Inspector General of the Army
- In office 26 April 1921 – 13 February 1922
- President: Arturo Alessandri
- Preceded by: Jorge Boonen
- Succeeded by: Luis Altamirano

Minister of War and Navy
- In office 23 December 1910 – 11 January 1911
- President: Ramón Barros Luco
- Preceded by: Carlos Larraín Claro
- Succeeded by: Ramón León Luco

Personal details
- Born: 7 February 1859 Talca, Chile
- Died: 5 June 1924 (aged 65) Arica, Chile
- Education: University of Chile (LL.B)
- Parent(s): Joaquín Pinto Benavente Joaquina Concha
- Allegiance: Chile
- Branch: Chilean Army
- Rank: Division General
- Conflicts: War of the Pacific 1891 Chilean Civil War

= Arístides Pinto =

Chilean Army general and politician (1859–1924)
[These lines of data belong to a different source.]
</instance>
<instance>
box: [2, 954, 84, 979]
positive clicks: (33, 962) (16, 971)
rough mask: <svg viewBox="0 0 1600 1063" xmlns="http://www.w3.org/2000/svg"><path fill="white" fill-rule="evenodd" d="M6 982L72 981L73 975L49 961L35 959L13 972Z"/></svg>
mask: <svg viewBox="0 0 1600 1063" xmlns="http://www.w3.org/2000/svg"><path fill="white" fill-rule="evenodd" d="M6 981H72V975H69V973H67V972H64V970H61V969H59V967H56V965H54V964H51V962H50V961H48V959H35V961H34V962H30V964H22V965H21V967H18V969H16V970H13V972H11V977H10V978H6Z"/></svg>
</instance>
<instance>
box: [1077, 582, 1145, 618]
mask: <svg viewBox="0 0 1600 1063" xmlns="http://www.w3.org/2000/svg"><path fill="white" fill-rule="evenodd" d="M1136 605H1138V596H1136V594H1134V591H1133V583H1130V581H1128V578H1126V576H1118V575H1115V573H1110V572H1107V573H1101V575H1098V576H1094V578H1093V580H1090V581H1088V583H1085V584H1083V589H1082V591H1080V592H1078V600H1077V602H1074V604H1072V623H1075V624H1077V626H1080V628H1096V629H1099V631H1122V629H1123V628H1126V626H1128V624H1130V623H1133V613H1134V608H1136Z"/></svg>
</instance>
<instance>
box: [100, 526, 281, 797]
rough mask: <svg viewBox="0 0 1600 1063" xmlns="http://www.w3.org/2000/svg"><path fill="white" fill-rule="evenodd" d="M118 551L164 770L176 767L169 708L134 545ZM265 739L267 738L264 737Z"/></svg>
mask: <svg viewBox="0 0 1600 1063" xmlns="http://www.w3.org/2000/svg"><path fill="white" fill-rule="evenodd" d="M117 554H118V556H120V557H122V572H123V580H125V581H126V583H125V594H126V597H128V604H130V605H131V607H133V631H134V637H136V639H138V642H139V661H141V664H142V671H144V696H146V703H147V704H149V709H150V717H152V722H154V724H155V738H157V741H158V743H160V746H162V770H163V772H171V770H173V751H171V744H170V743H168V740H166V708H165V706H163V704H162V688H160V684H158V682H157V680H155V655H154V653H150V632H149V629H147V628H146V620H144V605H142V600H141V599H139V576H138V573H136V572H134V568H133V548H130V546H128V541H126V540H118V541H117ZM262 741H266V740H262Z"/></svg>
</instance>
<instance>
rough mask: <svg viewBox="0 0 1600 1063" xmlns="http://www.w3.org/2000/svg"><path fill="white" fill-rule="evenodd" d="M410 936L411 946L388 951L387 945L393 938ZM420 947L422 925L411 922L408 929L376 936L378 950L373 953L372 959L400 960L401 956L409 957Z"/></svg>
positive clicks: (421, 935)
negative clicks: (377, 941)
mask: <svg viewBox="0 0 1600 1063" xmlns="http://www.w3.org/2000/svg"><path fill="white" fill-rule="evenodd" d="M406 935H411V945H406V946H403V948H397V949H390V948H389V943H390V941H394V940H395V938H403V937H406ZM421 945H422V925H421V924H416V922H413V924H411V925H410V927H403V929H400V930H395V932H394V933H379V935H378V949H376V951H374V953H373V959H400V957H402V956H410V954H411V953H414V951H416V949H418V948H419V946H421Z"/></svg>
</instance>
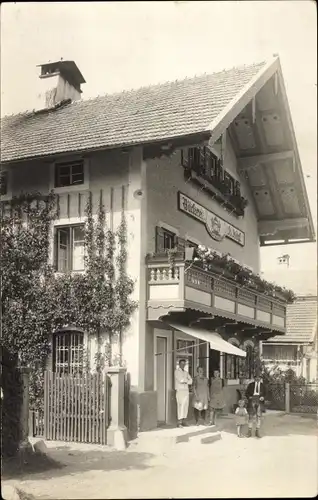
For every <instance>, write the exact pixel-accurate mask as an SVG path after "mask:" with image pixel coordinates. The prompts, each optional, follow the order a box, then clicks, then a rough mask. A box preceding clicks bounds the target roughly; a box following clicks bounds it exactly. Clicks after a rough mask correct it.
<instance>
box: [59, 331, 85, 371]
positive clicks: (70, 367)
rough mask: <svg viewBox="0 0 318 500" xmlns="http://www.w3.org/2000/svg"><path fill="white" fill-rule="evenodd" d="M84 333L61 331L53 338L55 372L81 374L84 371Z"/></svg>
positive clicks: (70, 331) (80, 331)
mask: <svg viewBox="0 0 318 500" xmlns="http://www.w3.org/2000/svg"><path fill="white" fill-rule="evenodd" d="M83 351H84V333H83V332H81V331H73V330H71V331H67V330H66V331H65V330H63V331H60V332H56V333H55V334H54V337H53V371H55V372H57V373H60V374H63V373H69V374H73V373H80V372H81V371H82V369H83V364H84V363H83V362H84V359H83Z"/></svg>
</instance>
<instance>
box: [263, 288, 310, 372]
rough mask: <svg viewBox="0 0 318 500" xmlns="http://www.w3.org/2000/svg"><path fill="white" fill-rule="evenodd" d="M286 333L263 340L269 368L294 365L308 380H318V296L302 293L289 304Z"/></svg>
mask: <svg viewBox="0 0 318 500" xmlns="http://www.w3.org/2000/svg"><path fill="white" fill-rule="evenodd" d="M286 323H287V325H286V334H285V335H284V336H283V337H277V336H275V337H273V338H271V339H270V340H268V341H266V342H263V343H262V354H263V359H264V362H265V364H266V365H267V366H268V368H273V367H276V366H277V367H279V368H280V369H281V370H287V369H292V370H294V372H295V373H296V375H297V376H299V377H300V376H301V377H304V378H305V379H306V381H307V382H315V381H317V380H318V374H317V354H318V347H317V297H316V296H314V295H307V296H298V297H297V299H296V301H295V302H294V303H293V304H289V305H288V306H287V322H286Z"/></svg>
Arístides Pinto Concha (7 February 1859 – 5 June 1924) was a Chilean Army general, lawyer and politician who served as Inspector General of the Army from 1921 to 1922 and as Minister of War and Navy under President Ramón Barros Luco.

During his military career, Pinto participated in the War of the Pacific and the 1891 Chilean Civil War. He also held senior positions in the Chilean Army and was involved in the early development of military aviation in Chile.

==Early life==
Pinto was born in Talca on 7 February 1859 to Joaquín Manuel Pinto Benavente and Joaquina Concha Antúnez. Through his father, he was a great-grandnephew of Chilean president Francisco Antonio Pinto.

He joined the Chilean Army as a second lieutenant and served in the Carampangue and Esmeralda regiments. During the War of the Pacific, Pinto participated in the Tacna and Arica campaign and the Lima campaign, including the Battle of Tacna on 26 May 1880.

In 1881, Pinto left the Army to study law at the University of Chile, where he qualified as a lawyer. He returned to military service with the rank of captain in 1888 and subsequently taught at the Army's Escuela de Clases.

During the 1891 Chilean Civil War, Pinto commanded the Esmeralda Regiment. He later became an instructor at the Army War Academy and served as a military attaché in Germany and Italy.

==Military and political career==
Between 1902 and 1904, Pinto accompanied General Emil Körner to Germany as secretary of a Chilean military mission responsible for the acquisition of military equipment. In 1906, he was appointed chief of the Army General Staff.

On 19 March 1909, Pinto was appointed inspector of the Army's educational establishments. He was promoted to brigadier general on 4 May 1910.

President Ramón Barros Luco appointed Pinto Minister of War and Navy on 23 December 1910. He remained in office until 11 January 1911.

Pinto also travelled to Europe as president of a military commission established to supervise the manufacture of military equipment for the Chilean Army. On 15 January 1913, he was promoted to division general. The following month, he was appointed inspector of the Military Aviation Service while retaining his position on the Army General Staff. In this capacity, he was involved in the institutional development of military aviation in Chile.

In 1918, Pinto was sent on a military commission to Japan. He became commander general of arms of Santiago in 1920 and was appointed Inspector General of the Army on 26 April 1921.

Pinto remained Inspector General until 13 February 1922, when he retired from the Army upon reaching retirement age. He was succeeded by General Luis Altamirano.

Pinto died in Arica on 5 June 1924, aged 65.